35^th World Pharmacology and Toxicology Forum

Biography

Biography: Vuong Trieu

Abstract

Using the PS antisense platform we were able to target TGF-β2 without impacting on the β1 and β3, thus avoided the toxicity related to β1 knockdown. OT-101 lifts the immunosuppression in the tumor allowing the body to recognize the tumor as foreign.  Once that is in place- everything else is easy.  For example- checkpoint inhibitor given to pts that don’t recognize the tumors as foreign would have no benefits. 

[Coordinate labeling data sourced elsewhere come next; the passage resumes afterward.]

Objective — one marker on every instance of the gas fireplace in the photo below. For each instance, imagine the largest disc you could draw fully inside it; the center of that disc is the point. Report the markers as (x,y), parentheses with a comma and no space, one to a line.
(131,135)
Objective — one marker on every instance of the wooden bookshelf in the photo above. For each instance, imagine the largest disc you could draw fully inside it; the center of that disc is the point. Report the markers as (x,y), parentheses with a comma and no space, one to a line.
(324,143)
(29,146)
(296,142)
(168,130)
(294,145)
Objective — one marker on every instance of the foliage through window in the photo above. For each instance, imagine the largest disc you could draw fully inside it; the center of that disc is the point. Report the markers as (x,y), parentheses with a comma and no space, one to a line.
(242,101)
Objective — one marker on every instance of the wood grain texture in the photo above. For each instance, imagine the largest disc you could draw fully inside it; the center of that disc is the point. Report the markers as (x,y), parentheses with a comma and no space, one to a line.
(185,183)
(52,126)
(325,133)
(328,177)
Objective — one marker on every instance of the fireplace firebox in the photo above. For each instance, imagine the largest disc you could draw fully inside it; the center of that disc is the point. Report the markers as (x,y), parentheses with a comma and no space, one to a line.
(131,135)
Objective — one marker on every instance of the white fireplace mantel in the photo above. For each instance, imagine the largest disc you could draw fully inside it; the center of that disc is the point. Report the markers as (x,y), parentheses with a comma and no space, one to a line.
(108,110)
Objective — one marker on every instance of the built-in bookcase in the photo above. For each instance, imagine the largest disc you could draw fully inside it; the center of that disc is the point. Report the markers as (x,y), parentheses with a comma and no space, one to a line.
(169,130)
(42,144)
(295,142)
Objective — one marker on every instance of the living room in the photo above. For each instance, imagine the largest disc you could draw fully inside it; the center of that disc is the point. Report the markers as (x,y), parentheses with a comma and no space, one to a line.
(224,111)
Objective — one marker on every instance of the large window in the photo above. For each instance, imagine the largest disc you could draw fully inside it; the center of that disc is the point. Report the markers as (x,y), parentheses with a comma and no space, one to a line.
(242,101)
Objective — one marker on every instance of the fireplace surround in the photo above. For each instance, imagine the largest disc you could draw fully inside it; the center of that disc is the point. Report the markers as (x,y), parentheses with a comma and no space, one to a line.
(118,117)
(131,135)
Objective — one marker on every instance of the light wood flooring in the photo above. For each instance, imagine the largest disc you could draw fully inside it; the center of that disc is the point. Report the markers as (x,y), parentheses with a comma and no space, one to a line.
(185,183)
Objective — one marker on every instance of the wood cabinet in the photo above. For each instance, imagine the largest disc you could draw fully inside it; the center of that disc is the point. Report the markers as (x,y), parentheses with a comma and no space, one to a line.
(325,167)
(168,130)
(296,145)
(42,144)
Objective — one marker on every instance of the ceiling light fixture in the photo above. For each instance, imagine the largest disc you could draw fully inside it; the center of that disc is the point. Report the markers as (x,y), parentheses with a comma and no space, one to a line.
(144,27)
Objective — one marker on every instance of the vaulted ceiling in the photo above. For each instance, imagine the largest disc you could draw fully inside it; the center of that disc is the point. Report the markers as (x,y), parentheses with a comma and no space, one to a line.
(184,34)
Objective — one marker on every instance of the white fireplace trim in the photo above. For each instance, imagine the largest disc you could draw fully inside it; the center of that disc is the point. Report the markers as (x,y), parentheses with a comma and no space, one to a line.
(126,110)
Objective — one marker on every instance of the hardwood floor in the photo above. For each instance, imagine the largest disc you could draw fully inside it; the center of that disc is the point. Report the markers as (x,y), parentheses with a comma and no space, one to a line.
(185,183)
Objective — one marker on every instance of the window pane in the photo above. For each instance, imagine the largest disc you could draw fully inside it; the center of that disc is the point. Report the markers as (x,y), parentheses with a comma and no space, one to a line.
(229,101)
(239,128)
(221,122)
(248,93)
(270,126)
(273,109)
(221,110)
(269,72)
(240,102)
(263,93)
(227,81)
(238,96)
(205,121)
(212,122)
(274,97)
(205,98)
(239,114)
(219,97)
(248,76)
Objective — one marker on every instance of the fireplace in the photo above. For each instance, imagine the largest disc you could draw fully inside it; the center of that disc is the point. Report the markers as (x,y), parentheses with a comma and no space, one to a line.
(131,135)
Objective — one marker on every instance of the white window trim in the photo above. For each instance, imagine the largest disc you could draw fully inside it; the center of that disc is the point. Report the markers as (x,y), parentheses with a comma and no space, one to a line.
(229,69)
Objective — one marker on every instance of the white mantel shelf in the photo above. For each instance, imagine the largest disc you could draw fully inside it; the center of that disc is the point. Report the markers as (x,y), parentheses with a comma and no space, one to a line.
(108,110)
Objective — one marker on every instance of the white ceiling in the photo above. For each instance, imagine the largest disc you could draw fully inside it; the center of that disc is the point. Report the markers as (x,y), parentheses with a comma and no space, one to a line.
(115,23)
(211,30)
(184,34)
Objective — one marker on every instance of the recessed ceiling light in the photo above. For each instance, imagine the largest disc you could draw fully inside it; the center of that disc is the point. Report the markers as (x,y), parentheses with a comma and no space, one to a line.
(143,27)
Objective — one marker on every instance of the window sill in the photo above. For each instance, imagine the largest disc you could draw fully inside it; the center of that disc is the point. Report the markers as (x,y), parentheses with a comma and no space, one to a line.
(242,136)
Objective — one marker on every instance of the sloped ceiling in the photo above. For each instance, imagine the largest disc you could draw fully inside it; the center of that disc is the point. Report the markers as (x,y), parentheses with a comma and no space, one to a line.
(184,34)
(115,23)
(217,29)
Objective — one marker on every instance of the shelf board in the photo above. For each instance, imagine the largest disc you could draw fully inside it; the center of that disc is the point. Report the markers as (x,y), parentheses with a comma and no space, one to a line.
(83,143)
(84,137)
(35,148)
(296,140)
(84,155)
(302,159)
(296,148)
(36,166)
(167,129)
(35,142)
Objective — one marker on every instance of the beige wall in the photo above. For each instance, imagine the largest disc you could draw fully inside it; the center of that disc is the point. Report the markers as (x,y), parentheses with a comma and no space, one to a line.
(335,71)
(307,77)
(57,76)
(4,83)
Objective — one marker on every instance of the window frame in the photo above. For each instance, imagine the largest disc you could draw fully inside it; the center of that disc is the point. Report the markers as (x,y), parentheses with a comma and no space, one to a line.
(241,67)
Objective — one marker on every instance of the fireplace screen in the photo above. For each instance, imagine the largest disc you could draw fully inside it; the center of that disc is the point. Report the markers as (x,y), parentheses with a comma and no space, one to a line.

The antisense platform has the potential of replacing small molecules and mAbs as it is a single platform with abundance of clinical safety data and requiring minimum testing for backbone toxicity- much the same way mAb was so attractive as a platform. This has allowed for rapid drug development such as Milasen-  developed from lab to patient in less than year. FDA has approved many antisense drugs recently including: Fomivirsinen, Macugen, Mipomersen, Nusinersen/Spinraza, Exondys, Luxturna, Inotersen, and Patisiran.  One especially high profile early failure is Oblimersen (Genesense, Genta). Poor management of Oblimersen tainted the field especially PS DNA backbone primarily because clinical trials proceeded for more than a decade including multiple phase III trials- despite marginal efficacy data due to wrong target, wrong tissue, and wrong indication. The determinants for successful PS antisense development drawing on our Trabedersen development experience are as follow: 1) Appropriate target without compensatory mechanisms. 2) Clear clinical efficacy across multiple indications. 3) Avoidance of the dreaded pCG island. 4) Target tissue should be the underlying tissues and not blood.